Forums >Running 101>So would anyone care to explain VO2...
The Greatest of All Time
I've heard that, too. Is it also true, that after you've run for a while, and amass some decent mileage, and you're running every day or almost, you should add in a couple of hill days? I mean, to gain strength and stuff, and to help increase your fitness and if you want to get faster? Also, it uses a bunch of oxygen when you run up those hills, right?
Why is it sideways?
Or, put differently: How can we say the same thing about the same objects but mean different things? Consider the following two expressions: 1) The morning star is low in the sky. 2) The evening star is low in the sky. These expressions refer to the same object (Venus), yet the sense of meaning conveyed by the two expressions is very different (consider the implicit time of day conveyed by the expressions). Ogden and Richards, and later Campbell, recognized the importance of the meaningful nuance among the terms that implied different contexts, but did not provide a direct framework for modeling these differences. Rather, their focus was to provide a model for distinguishing words from entities, regardless of context
Good Bad & The Monkey
They don't refer to the same object. That's the myth that leads to the elimination of context.

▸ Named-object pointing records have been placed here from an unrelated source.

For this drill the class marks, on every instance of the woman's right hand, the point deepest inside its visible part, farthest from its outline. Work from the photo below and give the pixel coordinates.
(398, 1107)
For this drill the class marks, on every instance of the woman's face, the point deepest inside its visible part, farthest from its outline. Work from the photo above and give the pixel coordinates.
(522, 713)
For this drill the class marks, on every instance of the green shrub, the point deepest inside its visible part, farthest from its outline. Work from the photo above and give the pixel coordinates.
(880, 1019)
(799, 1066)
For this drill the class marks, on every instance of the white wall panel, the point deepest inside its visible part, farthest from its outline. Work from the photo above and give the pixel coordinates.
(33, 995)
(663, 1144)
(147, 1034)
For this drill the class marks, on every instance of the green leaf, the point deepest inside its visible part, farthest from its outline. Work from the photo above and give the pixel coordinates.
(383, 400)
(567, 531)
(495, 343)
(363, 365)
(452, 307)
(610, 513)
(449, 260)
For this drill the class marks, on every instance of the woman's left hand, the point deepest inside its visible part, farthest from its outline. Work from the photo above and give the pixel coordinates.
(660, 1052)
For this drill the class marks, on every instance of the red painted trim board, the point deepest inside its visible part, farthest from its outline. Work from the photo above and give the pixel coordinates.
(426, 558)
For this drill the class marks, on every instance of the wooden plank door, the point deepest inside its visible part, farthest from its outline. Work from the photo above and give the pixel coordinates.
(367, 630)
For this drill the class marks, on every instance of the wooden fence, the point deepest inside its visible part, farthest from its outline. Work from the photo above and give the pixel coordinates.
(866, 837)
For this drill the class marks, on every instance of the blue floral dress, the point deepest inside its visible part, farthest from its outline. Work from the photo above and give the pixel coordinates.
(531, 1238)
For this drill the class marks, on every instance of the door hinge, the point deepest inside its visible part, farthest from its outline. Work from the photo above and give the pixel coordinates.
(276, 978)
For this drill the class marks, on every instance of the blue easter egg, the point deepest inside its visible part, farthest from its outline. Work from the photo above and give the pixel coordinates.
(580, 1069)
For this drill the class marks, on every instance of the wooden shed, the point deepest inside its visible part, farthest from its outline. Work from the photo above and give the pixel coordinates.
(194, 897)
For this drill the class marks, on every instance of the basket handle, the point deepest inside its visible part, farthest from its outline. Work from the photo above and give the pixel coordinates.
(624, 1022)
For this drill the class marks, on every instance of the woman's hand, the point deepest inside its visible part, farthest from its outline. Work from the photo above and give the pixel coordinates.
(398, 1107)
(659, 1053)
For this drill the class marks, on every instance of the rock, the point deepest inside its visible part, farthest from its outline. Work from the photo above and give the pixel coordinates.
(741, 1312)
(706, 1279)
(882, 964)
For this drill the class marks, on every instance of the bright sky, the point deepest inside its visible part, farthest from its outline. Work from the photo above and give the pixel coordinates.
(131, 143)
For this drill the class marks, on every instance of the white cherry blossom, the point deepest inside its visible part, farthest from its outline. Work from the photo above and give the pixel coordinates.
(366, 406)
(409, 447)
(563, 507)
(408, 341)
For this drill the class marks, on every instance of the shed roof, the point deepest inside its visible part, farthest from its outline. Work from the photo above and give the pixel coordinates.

I'm running somewhere tomorrow. It's going to be beautiful. I can't wait.
Poor baby
I've got a fever...
On your deathbed, you won't wish that you'd spent more time at the office. But you will wish that you'd spent more time running. Because if you had, you wouldn't be on your deathbed.
Runners run
"He conquers who endures" - Persius "Every workout should have a purpose. Every purpose should link back to achieving a training objective." - Spaniel
http://ncstake.blogspot.com/
Jesus M. Phelps, this thread is ridiculous.
You guys should take this to the Off the beaten path thread on "Thing that suddenly don't make sense".
Can I get a ruling here? Trying too hard to parlay yesterday's brilliance into another day in the limelight?
Right on Hereford...
I'm not sure if this is a hijack or if I'm going to start Wrestlemania 4,257 but my question is around a race/effort estimated VO2submax and LT. Is there a direct relationship between these two? Does it really matter? I get the basics of training under, at, and above LT threshold but are there training plans or benefits to VO2 training or is it just a number that gives one person bragging rights over another person because he/she has better potential?
but are there training plans or benefits to VO2 training or is it just a number that gives one person bragging rights over another person because he/she has better potential?
By golly you may be onto somthing here. So then--thinking out loud here--it might be helpful to sometimes run faster for some distance, or period of time. Again, once you've run for a while and ammassed some decent mileage, and you're running every day or almost. Perhaps alternating varying lengths or periods of "fast" running with intervals of slower or "recovery" running? Because I think it uses a bunch of oxygen when you go faster, too, right?